Indonesia yang dianugerahi kekayaan sumber daya alam karena letak geografis dan geologinya. Kondisi itu pula yang menjadikan Indonesia harus menghadapi kenyataan sebagai negara dengan potensi bencana yang lengkap.

Oleh karena itu, pelaku usaha wajib berperan aktif dalam upaya penanggulangan bencana. Diperlukan kemauan untuk menginvestasikan sebagian sumber daya perusahaan untuk dapat menjamin keberlanjutan bisnis.

Topik di atas dibahas dalam acara bertajuk “NGOPI Bareng BNPB” edisi Maret 2024 yang mengambil tema “Industri Berbasis Mitigasi Bencana dengan Sentuhan Teknologi”, Kamis, 28 Maret 2024. Acara ini menghadirkan narasumber Prof. Indroyono Soesilo dari CTIS (Center for Technology and Innovation Studies) dan Sujica W Lusaka, Head CFOM (Corporate Fire Operation Management) Asia Pulp & Paper (APP) Sinarmas.

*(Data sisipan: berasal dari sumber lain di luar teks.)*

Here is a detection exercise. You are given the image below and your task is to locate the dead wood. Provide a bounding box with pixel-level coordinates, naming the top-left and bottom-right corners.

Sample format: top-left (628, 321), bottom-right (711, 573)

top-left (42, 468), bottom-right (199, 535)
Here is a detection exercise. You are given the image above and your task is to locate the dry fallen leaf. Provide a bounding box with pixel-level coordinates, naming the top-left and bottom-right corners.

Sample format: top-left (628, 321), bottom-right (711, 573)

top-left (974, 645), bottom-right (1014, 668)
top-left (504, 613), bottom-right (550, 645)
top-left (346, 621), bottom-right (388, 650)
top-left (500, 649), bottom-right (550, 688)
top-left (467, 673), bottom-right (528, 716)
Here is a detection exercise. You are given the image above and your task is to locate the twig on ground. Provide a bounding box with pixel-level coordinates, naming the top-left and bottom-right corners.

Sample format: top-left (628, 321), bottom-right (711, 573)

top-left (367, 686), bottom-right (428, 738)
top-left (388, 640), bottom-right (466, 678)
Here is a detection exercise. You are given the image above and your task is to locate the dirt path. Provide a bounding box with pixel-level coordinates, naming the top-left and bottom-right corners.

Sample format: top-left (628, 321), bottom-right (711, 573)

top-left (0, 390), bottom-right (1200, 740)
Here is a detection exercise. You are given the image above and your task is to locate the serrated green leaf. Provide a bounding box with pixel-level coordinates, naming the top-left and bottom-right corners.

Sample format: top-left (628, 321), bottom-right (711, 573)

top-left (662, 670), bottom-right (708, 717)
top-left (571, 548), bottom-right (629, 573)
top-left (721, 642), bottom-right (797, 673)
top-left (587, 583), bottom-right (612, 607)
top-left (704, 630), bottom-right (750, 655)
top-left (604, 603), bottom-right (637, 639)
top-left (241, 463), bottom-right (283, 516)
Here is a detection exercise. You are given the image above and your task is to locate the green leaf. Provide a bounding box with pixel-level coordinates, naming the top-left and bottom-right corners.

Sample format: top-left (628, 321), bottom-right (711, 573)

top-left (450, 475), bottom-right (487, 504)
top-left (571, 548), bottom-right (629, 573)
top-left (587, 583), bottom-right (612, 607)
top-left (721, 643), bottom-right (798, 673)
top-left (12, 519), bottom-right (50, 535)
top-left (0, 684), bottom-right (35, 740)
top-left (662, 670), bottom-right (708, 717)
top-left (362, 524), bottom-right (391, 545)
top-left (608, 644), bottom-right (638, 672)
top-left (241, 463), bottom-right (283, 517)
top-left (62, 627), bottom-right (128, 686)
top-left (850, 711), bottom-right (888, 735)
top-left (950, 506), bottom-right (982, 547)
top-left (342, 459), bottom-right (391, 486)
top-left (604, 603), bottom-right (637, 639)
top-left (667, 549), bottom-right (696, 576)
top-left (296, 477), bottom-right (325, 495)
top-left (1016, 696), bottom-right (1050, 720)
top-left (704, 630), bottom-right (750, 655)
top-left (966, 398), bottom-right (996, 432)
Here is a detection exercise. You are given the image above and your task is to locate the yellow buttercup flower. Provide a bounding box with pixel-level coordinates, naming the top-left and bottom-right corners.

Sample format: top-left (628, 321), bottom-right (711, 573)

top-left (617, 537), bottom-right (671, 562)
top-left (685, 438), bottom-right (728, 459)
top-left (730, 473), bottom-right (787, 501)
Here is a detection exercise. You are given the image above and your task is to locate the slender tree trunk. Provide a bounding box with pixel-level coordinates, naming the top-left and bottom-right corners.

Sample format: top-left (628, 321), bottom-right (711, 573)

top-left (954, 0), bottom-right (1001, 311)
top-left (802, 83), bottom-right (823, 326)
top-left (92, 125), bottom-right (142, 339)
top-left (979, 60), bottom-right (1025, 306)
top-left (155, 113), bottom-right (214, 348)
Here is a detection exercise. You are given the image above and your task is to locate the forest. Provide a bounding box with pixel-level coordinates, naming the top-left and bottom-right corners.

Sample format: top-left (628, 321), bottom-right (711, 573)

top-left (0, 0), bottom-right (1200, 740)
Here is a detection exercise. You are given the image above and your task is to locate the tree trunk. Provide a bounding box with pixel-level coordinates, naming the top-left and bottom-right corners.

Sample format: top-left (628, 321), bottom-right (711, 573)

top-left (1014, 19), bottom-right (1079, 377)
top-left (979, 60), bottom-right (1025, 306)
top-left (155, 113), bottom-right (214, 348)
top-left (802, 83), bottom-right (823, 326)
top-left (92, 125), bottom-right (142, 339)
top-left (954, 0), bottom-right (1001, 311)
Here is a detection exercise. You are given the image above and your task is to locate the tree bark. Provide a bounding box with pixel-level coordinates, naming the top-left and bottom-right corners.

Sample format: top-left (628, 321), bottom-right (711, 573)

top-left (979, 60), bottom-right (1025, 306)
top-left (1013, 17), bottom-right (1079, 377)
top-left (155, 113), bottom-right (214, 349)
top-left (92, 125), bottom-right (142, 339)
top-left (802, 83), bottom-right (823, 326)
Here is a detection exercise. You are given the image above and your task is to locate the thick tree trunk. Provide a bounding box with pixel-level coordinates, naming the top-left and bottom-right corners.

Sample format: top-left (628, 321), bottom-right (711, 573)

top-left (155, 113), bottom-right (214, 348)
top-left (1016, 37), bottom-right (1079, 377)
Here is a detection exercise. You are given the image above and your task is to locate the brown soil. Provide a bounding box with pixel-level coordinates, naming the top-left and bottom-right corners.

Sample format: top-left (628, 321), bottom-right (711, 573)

 Indonesia harus menghadapi kenyataan sebagai negara dengan potensi bencana yang lengkap.
Dari kiri: Trevi Jayanti, Indroyono Soesilo, Sujica W Lusaka dan Andrian Cader pada Acara NGOPI BARENG yang digelar Badan Nasional Penanggulangan Bencana (BNPB) di Jakarta.

Indroyono mengingatkan tentang kondisi geologi Indonesia yang merupakan bagian dari Ring of Fire, yaitu wilayah di sekeliling Samudra Pasifik yang memiliki banyak aktivitas kegempaan dan vulkanisme.

Hal ini menyebabkan indonesia rawan terhadap bencana, namun sekaligus dilimpahi kekayaan minyak dan gas alam serta berbagai mineral ekonomis.

Demikian pula kondisi geografis Indonesia menyebabkan negara ini terpengaruh oleh anomali iklim ENSO (El Niño-Southern Oscillation) dan IOD (Indian Ocean Dipole) yang membuat musim kemarau menjadi lebih panjang. Dampaknya, Indonesia lebih rawan mengalami bencana kekeringan serta kebakaran hutan dan lahan. Pada saat yang sama, anomali iklim tersebut membuat kawasan laut Indonesia berlimpah ikan.

Dua sisi yang selalu berdampingan, antara bencana dan anugerah ini, menuntut kita untuk mampu menjalankan pemanfaatan sumber daya alam dan memperkuat resiliensi terhadap bencana secara beriringan.

Penggunaan teknologi, misalnya berupa buoy cuaca yang telah terpasang di lautan Indonesia merupakan salah satu wujud upaya tersebut.  “Dengan sistem pemantauan cuaca saat ini, potensi kemarau panjang akibat anomali iklim telah bisa dilihat sejak 12 bulan sebelumnya,” kata Indroyono.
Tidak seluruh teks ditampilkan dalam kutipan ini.